Create a point in WGS 84. This point intersects two items. Its region of interest is only partially within the extents of one of the items, so the pixel counts are less than for the other item, which contains the entire ROI.

pixdrill.example.create_sp_ref(epsg_code)#

Return an osr.SpatialReference instance with a coordinate reference system determined from the epsg code.

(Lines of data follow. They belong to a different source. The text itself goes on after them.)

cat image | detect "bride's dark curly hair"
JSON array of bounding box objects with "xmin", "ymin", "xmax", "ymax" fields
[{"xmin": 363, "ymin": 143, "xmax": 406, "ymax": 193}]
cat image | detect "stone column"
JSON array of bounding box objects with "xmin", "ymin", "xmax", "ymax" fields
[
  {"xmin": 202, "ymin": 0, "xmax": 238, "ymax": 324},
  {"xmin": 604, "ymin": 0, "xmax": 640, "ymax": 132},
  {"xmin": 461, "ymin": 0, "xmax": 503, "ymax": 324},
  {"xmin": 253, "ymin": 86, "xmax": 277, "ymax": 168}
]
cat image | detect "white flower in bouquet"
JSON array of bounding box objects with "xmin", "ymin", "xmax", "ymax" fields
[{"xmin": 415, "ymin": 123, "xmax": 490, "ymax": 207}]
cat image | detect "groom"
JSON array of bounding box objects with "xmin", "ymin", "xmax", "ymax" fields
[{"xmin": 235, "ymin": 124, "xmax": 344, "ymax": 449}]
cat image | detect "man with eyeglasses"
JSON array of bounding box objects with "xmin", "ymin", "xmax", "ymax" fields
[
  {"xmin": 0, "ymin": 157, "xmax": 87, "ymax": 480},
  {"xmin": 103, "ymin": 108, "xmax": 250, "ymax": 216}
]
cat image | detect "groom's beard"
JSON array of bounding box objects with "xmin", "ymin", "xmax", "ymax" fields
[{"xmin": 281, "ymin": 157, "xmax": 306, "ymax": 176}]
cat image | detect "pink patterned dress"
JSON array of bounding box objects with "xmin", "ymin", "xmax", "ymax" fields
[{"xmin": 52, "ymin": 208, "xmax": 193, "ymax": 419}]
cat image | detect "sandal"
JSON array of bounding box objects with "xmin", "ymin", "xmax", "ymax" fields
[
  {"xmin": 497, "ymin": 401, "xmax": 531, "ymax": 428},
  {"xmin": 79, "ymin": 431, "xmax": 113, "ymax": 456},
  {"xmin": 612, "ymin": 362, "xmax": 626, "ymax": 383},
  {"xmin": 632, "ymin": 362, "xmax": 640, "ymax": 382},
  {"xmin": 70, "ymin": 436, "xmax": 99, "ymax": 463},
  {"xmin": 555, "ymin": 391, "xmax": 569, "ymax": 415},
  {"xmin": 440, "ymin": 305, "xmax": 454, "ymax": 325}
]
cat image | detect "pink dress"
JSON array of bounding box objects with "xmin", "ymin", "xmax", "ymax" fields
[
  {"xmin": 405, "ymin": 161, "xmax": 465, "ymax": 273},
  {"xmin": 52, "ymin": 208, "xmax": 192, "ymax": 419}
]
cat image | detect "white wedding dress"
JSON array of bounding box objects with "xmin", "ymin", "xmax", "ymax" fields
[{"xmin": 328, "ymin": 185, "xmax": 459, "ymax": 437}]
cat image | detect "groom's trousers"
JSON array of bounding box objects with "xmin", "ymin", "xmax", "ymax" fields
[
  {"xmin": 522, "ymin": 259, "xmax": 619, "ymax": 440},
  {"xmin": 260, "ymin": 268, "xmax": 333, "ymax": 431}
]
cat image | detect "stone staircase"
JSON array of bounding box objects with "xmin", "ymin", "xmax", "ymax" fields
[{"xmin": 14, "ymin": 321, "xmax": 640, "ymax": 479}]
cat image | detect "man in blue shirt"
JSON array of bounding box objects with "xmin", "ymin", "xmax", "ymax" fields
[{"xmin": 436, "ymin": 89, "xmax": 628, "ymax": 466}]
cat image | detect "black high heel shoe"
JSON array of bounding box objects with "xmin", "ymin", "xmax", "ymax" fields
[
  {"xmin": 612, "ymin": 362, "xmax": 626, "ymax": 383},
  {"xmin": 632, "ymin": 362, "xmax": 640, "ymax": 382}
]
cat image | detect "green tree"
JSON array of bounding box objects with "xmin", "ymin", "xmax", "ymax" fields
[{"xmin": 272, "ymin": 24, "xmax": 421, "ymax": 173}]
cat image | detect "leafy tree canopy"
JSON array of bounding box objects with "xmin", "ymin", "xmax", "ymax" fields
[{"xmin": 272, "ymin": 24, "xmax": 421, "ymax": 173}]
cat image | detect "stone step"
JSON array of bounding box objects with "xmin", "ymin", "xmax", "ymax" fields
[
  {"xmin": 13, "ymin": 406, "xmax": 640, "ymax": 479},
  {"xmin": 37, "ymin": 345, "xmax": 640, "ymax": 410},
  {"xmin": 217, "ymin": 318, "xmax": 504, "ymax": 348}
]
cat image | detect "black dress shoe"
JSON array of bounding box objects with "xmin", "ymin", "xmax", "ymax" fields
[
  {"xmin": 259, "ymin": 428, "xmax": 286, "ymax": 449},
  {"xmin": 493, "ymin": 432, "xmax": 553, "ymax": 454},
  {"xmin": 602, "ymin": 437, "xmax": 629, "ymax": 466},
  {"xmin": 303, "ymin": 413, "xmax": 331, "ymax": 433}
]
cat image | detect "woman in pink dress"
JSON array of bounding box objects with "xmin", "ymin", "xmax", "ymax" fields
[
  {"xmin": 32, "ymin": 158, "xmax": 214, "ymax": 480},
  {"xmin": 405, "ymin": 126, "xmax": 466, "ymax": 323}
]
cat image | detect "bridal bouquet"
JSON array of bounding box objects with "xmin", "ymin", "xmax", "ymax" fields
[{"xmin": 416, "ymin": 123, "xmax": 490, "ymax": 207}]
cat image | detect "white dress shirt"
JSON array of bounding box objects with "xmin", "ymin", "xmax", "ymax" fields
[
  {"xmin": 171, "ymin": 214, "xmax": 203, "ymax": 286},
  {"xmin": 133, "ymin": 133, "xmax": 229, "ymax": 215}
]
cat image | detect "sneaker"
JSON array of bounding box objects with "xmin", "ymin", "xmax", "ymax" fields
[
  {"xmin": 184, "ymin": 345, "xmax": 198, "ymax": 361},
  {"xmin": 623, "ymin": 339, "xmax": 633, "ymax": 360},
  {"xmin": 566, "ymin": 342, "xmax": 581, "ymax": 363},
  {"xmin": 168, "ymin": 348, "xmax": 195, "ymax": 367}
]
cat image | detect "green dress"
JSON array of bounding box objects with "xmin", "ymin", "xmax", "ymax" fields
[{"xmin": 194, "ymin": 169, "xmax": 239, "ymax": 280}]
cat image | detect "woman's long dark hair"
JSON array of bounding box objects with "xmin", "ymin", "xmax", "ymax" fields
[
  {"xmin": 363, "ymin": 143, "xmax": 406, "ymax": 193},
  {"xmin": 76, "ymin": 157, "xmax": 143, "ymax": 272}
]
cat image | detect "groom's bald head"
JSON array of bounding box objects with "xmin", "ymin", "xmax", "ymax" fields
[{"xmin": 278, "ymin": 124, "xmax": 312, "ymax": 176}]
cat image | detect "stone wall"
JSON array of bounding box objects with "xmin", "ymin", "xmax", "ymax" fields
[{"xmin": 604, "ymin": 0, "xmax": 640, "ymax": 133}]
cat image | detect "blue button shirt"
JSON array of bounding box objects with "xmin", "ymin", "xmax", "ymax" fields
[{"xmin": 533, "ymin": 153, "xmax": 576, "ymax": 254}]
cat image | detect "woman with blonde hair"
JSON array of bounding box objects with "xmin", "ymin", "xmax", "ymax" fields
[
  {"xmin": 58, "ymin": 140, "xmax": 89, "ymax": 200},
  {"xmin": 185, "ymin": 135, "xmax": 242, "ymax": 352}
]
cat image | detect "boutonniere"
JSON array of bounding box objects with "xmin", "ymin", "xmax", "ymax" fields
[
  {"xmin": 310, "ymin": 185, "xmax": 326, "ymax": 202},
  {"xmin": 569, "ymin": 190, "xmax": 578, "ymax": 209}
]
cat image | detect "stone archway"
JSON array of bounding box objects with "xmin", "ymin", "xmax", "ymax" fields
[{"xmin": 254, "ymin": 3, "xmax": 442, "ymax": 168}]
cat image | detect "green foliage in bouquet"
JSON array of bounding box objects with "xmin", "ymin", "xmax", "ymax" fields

pixdrill.example.create_date(d_days)#

Create a datetime.datetime instance for 28 July 2022 in UTC and a datetime.timedelta object of d_days.

pixdrill.example.user_range(array_info, item, pt)#

Example of a function for a customised statistics.

array_info is a list of image_reader.ArrayInfo objects, item is the pystac.Item or drill.ImageItem object, and pt is the drillpoints.Point object that intersects the item.

The numpy.ma.masked_array objects are stored in ArrayInfo.data.

The function returns a list where each element in the range (max-min) of the values in each array.

item and pt are included in the function signature for use cases where the Item or Point’s properties are needed.

pixdrill.example.get_image_path(stac_id, asset_id)#

Get a path to the image represented by the stac_id and asset_id.

stac_id is the ID of a item on the EarthSearch endpoint: https://earth-search.aws.element84.com/v0. For example: S2A_54HVE_20220730_0_L2A

pixdrill.example.run_typical()#

Demonstrate running the typical usage pattern to support the tutorial in the docs.

pixdrill.example.run_alternative()#

Demonstrate running an alternative usage pattern to support the tutorial in the docs.